Indeed, being down on your luck and lacking residence is a criminal act fully punishable by the law. Take the city of Columbia, S.C., for example. Columbia is a city with an abnormally high homeless population per capita, and the local city council felt the issue needed to be addressed. Naturally, one would assume they’d offer programs to put the homeless in temporary housing, offer educational and vocational resources, and so on. But no — the Columbia city council opted to amend the issue by _exiling the homeless to the outskirts of the city_. Indeed, [as a ThinkProgress article](http://thinkprogress.org/justice/2013/08/20/2496741/columbia-criminalize-homeless/) puts it, the homeless of Columbia “are facing an arduous choice; vacate downtown, or be arrested.”

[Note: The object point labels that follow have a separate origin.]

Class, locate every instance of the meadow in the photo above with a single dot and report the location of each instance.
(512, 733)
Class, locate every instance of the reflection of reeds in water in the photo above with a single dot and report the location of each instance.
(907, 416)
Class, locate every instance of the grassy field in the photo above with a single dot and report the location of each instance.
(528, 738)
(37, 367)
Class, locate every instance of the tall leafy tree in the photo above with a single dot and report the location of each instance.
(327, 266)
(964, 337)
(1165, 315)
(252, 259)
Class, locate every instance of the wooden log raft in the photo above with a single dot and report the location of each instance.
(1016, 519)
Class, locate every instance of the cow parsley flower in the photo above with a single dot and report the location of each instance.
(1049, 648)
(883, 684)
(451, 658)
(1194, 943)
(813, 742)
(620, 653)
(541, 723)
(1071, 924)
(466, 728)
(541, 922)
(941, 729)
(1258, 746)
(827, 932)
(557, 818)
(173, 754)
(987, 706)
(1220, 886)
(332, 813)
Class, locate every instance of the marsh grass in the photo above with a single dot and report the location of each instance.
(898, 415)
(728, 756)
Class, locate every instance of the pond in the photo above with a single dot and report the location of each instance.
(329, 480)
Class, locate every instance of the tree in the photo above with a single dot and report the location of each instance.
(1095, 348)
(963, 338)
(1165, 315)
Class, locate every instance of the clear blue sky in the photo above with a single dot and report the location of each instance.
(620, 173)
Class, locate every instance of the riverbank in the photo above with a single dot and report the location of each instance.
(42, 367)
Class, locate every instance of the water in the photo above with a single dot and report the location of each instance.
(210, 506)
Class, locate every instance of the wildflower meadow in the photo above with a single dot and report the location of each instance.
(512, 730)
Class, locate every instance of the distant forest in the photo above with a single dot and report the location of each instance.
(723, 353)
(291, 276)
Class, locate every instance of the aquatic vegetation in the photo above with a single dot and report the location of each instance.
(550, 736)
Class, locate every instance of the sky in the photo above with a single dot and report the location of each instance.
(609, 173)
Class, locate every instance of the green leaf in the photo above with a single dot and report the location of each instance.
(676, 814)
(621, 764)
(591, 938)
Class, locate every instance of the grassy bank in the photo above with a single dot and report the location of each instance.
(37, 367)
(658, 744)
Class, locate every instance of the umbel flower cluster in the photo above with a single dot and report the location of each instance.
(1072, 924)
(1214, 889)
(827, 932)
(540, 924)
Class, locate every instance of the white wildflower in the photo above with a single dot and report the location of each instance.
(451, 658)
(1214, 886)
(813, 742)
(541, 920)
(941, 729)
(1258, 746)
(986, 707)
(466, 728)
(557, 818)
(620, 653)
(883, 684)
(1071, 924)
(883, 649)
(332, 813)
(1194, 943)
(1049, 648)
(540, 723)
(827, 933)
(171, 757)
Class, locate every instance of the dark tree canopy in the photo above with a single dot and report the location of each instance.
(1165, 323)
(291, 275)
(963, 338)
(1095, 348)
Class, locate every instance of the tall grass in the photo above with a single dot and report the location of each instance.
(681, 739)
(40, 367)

The measure was enacted due to the notion that local Columbia businesses were at risk of losing potential revenue. The initiative operates on the premise that customers would avoid areas with homeless individuals in fear of assault or having to offer charity, and the measure operates by conducting a police presence around the commercial city center. The initiative also offers a “homeless hotline,” to which frustrated businesses and terrorized pedestrians can place their frenzied calls when they feel uncomfortable with the presence of the poor.
Of course, the measure couldn’t pass if there wasn’t some way of allocating the impoverished people to a separate space. The city has partnered with a local homeless shelter, to which arrested homeless individuals will be relegated. If that sounds fair, it isn’t. The homeless shelter has 240 beds, and as such can only accommodate a similar number of people, and it just so happens that the homeless population in Columbia is roughly 1,500. Oh, and it’s not your run-of-the-mill homeless shelter. The residents aren’t allowed to leave the premises, except by appointed van, and only under rare circumstance.

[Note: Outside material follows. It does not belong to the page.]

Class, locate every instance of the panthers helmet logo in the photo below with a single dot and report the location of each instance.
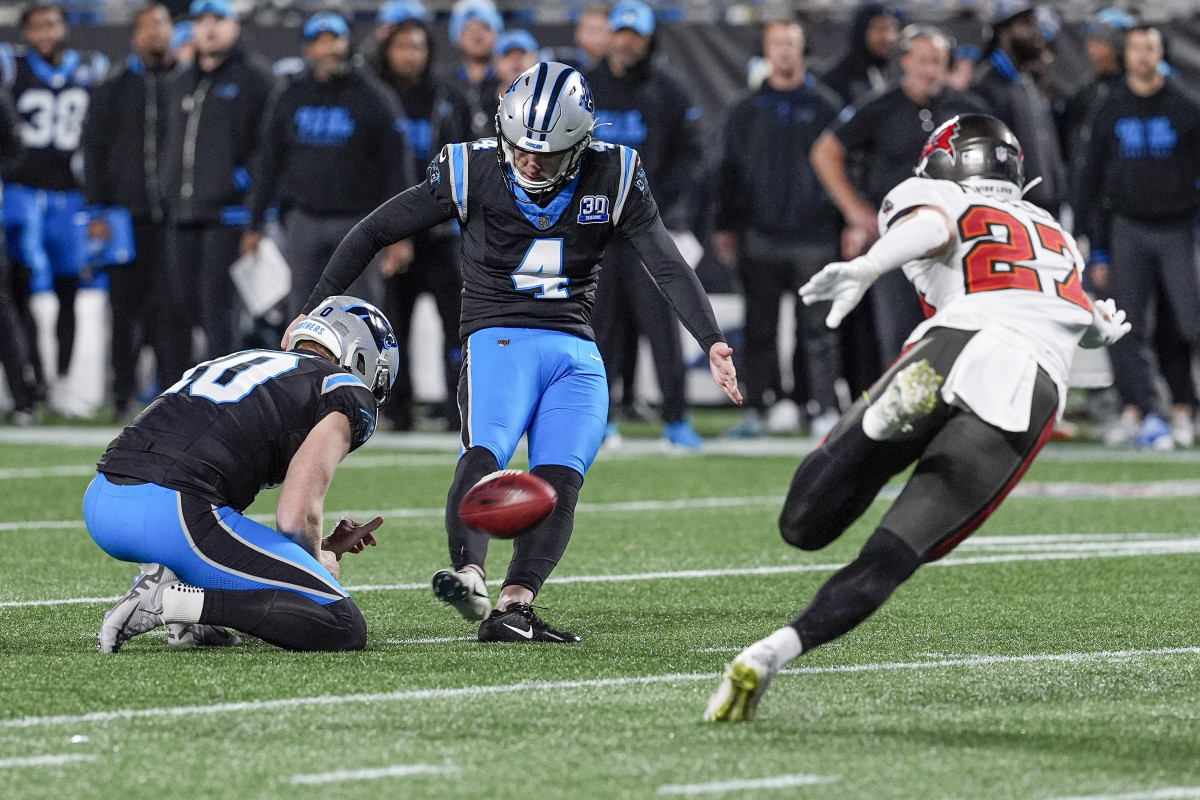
(943, 142)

This presents the homeless in Columbia with two options: go to the city jail or go to the jail masquerading as a homeless shelter.
This isn’t some isolated case of backwards thinking. Criminalizing homelessness is a new legislative fashion, and has set up shop in cities like Miami, Palo Alto, Calif., and Tampa, Fla. More importantly, this isn’t necessarily a rare public sentiment. Indeed, poverty has always been pushed to the subconscious of the minds of many Americans. After all, there’s the American Dream: If Oprah or Marshall Mathers could flee the sluices of poverty, then why can’t any of the residents lacking residence in Columbia, S.C., do the same?

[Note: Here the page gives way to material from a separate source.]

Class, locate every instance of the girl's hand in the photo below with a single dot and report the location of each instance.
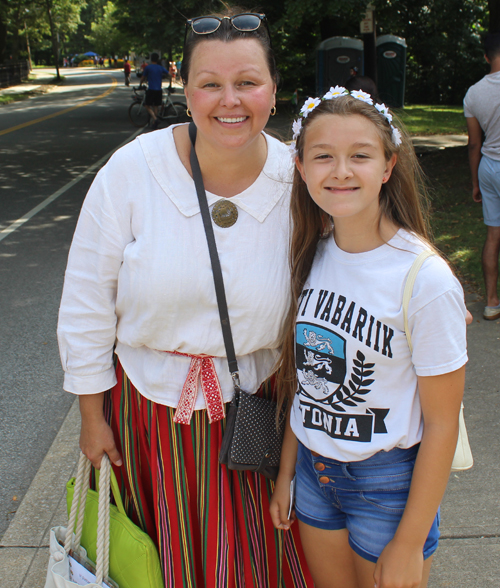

As MU students, there’s little we can do to immediately impact legislation miles away. However, it’s invariably important to keep our attitudes about those impoverished in check. Racial divides, glass ceilings and the wealth gap are very real social constructs with droves of empirical evidence supporting their function and their existence. Whenever we do find ourselves in positions of influence, let us keep in mind the need for appropriate action.